Per quanto riguarda i buoni dematerializzati (non cartacei), essi sono normalmente rimborsabili a ciascun intestatario: vale anche per loro, in altre parole, la pari facoltà di rimborso.

Per esserne assolutamente certi, però, occorrerà prendere visione delle condizioni contrattuali.

Rimborso buoni cointestati: come funziona?

La Corte di Cassazione, con la pronuncia citata in apertura [1], ha brevemente ripercorso i precedenti orientamenti della giurisprudenza di legittimità sino all’affermazione del pacifico principio secondo cui, in materia di buoni postali fruttiferi cointestati recanti la clausola “pari facoltà di rimborso”, l’intestatario superstite è legittimato a ottenere il rimborso dell’intera somma presente sul titolo.

In passato, invero, si era affermato che, in assenza di una previsione specifica, al rimborso dei buoni postali fruttiferi cointestati fosse applicabile per analogia la disciplina relativa ai libretti di risparmio postale, per cui, nel caso di decesso di uno degli intestatari, il rimborso andava eseguito solo con quietanza di tutti gli aventi diritto [2].

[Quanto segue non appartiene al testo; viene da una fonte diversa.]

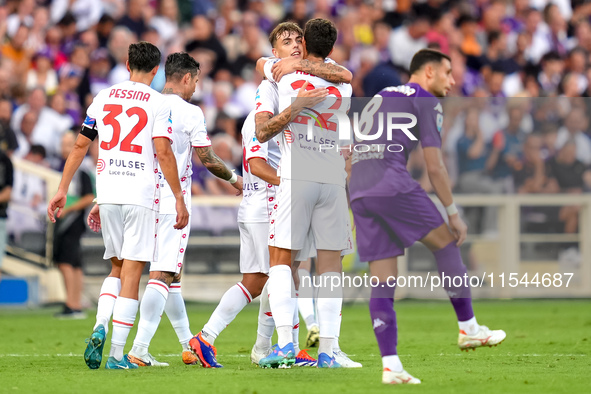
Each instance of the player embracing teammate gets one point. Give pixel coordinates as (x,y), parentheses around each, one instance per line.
(311,198)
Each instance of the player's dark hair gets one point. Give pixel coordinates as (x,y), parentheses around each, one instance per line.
(178,65)
(282,28)
(143,56)
(425,56)
(320,35)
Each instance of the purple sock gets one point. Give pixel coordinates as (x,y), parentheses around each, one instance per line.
(449,263)
(383,317)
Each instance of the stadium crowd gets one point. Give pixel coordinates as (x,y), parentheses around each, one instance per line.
(57,54)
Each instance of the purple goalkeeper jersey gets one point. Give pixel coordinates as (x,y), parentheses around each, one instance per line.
(379,166)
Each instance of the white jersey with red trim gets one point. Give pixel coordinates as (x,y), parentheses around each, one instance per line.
(258,196)
(188,131)
(313,158)
(127,116)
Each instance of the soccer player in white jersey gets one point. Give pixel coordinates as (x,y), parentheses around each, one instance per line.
(260,178)
(163,292)
(316,178)
(133,124)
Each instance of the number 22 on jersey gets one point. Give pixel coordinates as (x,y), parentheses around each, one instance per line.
(115,110)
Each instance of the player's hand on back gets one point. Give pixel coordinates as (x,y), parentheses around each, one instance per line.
(94,219)
(182,215)
(238,185)
(458,228)
(284,67)
(309,98)
(57,202)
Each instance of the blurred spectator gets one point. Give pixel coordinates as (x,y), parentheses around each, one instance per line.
(406,40)
(25,134)
(507,147)
(568,174)
(119,41)
(17,54)
(576,124)
(47,130)
(86,12)
(472,153)
(70,78)
(68,230)
(224,146)
(529,173)
(166,21)
(6,183)
(22,16)
(42,73)
(29,190)
(299,13)
(551,74)
(134,17)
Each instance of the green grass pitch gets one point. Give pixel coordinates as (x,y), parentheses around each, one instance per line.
(547,350)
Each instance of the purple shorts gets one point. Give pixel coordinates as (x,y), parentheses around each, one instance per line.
(385,226)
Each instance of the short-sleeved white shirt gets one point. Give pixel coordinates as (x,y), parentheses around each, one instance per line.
(128,116)
(301,156)
(188,131)
(258,195)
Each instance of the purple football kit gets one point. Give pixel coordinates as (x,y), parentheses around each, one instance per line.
(391,209)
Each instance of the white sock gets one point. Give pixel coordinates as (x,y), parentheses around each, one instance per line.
(306,304)
(123,318)
(266,323)
(296,328)
(281,301)
(232,302)
(470,327)
(335,345)
(330,301)
(177,314)
(107,297)
(151,309)
(392,363)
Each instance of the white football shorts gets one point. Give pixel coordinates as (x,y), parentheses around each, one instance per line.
(254,250)
(304,206)
(171,245)
(129,232)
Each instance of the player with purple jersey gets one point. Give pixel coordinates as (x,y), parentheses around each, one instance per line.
(392,211)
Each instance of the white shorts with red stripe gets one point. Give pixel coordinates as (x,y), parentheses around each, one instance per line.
(172,245)
(129,232)
(305,207)
(254,251)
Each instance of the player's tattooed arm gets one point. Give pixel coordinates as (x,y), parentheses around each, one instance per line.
(268,126)
(213,163)
(327,71)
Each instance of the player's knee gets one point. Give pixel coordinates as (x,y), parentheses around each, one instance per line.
(162,276)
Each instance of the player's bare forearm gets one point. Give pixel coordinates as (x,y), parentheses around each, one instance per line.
(213,163)
(259,167)
(83,203)
(438,175)
(74,160)
(268,126)
(167,163)
(327,71)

In seguito, la Suprema Corte [3] ha affermato il principio di diritto secondo cui, in materia di buoni postali fruttiferi cointestati recanti la clausola “pari facoltà di rimborso”, in caso di morte di uno dei cointestatari ciascun cointestatario superstite è legittimato a ottenere il rimborso dell’intera somma portata dal documento, non trovando applicazione la norma che, in tema di libretti di risparmio, impone la necessaria quietanza di tutti gli aventi diritto, atteso che i buoni fruttiferi circolano “a vista” e tale diversa natura impedisce l’applicazione analogica della citata disciplina.

Insomma: la clausola, presente praticamente su tutti i buoni fruttiferi postali, che attribuisce a ogni intestatario la facoltà di chiedere il rimborso integrale delle somme presenti sul titolo continua a operare anche nell’ipotesi di decesso del cointestatario.

Per ulteriori approfondimenti, si legga l’articolo dal titolo Come riscuotere buoni fruttiferi postali se muore l’intestatario.

Rimborso bfp senza clausola pari facoltà di rimborso: come funziona?

Diverso è invece il discorso nell’ipotesi di rimborso di un buono fruttifero postale senza clausola “pari facoltà di rimborso”: in questa ipotesi, il decesso di uno degli intestatari impedisce al superstite di ottenere il rimborso delle somme.

In assenza di clausola “pfr”, i buoni possono essere riscossi solo con il consenso di tutti gli intestatari, i quali devono quindi recarsi presso un ufficio postale per riscuotere le somme. In questo caso, al verificarsi della morte di uno dei titolari, le sue veci saranno fatte dagli eredi di costui.


In caso di buoni postali fruttiferi cointestati recanti la clausola “pari facoltà di rimborso”, l’intestatario superstite è legittimato a ottenere il rimborso dell’intera somma presente sul titolo

note

[1] Cass., ord. n. 38114 del 29 dicembre 2022.

[2] Cfr. Cass., sent. n. 11137 del 10 giugno 2020.

[3] Cass., sent. n. 24639 del 13 settembre 2021.